Wedat, 48 Jahre, aus Kirkuk

Mit 16 Jahren wurde Wedat während einer Demonstration gegen das irakische Regime verhaftet und 40 Tage lang festgehalten. Er musste diese Zeit in Isolationshaft verbringen, wurde geschlagen und gedemütigt. Er litt unter ständigem Hunger und psychischer Folter. Aus der Haft entlassen, beeinträchtigte ihn das Erlebte so stark, dass er die Schule abbrechen musste ...

... Als Erwachsener wurde Wedat Zeuge einer Autobombenexplosion in Kirkuk, bei der zahlreiche Menschen verletzt und getötet wurden. Dieses Ereignis traumatisierte ihn erneut.

Erst sechs Jahre später war sein Leidensdruck so groß geworden, dass er zur Behandlung in unser Zentrum in Erbil kam. Wedat zeigte viele Symptome einer Posttraumatischen Belastungsstörung und Depression. Er hatte starke Schuldgefühle, Albträume und wiederkehrende Flashbacks. Anderen gegenüber zeigte er sich hoffnungslos und misstrauisch. Seine Frau und seine fünf Kinder litten unter Wedats plötzlichen Wutausbrüchen.

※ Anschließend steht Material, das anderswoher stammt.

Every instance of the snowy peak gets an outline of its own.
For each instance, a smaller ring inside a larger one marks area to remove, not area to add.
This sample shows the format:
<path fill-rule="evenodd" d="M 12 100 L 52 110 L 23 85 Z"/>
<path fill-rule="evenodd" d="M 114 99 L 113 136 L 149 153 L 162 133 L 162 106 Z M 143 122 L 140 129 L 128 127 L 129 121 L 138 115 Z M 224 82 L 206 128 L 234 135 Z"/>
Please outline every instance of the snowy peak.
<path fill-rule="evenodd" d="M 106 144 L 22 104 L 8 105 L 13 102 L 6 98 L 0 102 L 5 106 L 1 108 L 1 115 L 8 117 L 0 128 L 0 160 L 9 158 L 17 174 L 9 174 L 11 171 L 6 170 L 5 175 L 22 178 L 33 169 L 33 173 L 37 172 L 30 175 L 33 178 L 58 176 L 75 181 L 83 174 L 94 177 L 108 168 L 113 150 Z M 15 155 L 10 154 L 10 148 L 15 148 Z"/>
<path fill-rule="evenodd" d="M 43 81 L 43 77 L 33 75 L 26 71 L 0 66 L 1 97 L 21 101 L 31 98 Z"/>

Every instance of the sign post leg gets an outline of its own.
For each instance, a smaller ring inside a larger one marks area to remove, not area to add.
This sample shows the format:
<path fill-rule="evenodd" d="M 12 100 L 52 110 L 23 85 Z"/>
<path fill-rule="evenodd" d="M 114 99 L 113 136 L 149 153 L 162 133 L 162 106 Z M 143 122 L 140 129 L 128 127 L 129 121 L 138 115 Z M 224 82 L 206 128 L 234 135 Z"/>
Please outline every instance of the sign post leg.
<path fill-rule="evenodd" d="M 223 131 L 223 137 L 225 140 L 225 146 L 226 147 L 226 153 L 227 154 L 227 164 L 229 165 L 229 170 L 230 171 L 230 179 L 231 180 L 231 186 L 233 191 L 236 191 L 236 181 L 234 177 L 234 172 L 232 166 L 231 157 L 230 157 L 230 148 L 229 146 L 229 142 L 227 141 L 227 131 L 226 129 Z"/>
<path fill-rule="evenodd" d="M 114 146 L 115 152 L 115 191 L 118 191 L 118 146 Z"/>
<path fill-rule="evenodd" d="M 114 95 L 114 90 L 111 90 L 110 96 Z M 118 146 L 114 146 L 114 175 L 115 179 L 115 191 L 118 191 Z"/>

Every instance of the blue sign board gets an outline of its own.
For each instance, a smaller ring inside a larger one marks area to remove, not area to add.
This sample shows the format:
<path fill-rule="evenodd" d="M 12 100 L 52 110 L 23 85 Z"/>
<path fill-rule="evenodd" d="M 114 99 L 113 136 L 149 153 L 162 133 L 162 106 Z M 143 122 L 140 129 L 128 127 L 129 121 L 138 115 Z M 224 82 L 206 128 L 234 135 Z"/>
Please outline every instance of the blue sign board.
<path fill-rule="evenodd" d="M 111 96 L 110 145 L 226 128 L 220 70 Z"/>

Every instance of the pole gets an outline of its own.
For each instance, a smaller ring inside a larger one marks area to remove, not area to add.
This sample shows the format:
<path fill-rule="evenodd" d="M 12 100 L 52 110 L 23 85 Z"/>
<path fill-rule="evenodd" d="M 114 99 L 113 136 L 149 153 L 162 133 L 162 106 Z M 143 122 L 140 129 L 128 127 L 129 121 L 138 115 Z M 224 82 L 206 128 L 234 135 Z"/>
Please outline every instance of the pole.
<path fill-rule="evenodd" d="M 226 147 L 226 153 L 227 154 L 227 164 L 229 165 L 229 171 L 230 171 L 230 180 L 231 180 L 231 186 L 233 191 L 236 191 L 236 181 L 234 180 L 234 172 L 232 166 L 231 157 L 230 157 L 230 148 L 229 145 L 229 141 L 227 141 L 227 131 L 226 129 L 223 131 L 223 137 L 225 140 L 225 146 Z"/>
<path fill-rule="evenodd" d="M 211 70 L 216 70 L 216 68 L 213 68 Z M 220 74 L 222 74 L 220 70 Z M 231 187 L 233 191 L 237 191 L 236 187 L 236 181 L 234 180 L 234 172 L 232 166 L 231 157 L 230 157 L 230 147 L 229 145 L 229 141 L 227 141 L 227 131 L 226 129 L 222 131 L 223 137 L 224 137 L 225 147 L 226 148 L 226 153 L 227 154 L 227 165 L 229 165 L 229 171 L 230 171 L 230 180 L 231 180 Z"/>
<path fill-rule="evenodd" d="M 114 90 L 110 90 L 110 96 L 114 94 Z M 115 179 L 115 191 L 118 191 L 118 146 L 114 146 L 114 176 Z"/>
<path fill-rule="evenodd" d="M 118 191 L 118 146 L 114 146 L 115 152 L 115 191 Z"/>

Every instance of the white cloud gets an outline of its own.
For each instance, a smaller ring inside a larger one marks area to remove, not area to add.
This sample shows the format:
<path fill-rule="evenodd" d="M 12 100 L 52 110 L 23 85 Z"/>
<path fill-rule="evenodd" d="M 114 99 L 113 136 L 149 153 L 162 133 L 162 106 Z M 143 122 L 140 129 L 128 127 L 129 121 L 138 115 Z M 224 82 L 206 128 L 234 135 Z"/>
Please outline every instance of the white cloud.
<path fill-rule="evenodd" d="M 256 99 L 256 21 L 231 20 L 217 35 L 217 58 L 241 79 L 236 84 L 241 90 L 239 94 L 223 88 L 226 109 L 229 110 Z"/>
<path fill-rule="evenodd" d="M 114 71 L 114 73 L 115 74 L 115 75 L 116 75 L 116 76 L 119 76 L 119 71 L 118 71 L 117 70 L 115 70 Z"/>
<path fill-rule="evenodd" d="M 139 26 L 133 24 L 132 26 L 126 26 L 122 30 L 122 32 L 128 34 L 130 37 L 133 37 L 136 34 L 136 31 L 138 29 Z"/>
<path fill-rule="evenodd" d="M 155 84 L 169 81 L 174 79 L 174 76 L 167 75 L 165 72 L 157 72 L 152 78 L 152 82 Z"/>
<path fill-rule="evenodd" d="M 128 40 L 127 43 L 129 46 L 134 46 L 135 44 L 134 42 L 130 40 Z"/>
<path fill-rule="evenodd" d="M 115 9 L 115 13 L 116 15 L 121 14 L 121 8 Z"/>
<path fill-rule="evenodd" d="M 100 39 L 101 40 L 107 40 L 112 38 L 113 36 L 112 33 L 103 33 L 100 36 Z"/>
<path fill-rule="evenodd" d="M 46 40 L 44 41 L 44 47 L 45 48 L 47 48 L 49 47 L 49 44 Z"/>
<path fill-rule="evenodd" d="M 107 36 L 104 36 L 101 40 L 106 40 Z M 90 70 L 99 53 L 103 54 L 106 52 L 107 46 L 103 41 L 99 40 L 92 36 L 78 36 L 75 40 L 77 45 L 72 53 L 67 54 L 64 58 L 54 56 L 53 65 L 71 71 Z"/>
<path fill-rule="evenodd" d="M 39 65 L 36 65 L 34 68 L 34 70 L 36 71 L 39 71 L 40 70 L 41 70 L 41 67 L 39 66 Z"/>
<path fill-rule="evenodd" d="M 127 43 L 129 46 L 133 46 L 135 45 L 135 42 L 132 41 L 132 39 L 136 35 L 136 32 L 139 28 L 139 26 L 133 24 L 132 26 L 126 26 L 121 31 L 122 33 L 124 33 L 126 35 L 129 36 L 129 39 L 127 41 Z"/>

Unserem therapeutischen Team aus Sozialarbeitern, Psychotherapeuten und Psychiatern, gelang es, den richtigen Therapieansatz für Wedat zu finden. Wir behandelten zunächst seine Depression und arbeiteten an seinem Selbstwertgefühl. Auch seine Familie bezogen  wir in die Therapie ein, um Verständnis und Vertrauen aufzubauen. Schon nach den ersten Wochen war eine deutliche Veränderung zu spüren. Zum ersten Mal in seinem Leben, so Wedat, könne er jemandem von seinen Erlebnissen berichten, ohne sich zu schämen. Wedat besucht das Zentrum nun regelmäßig und macht wieder Pläne für die Zukunft.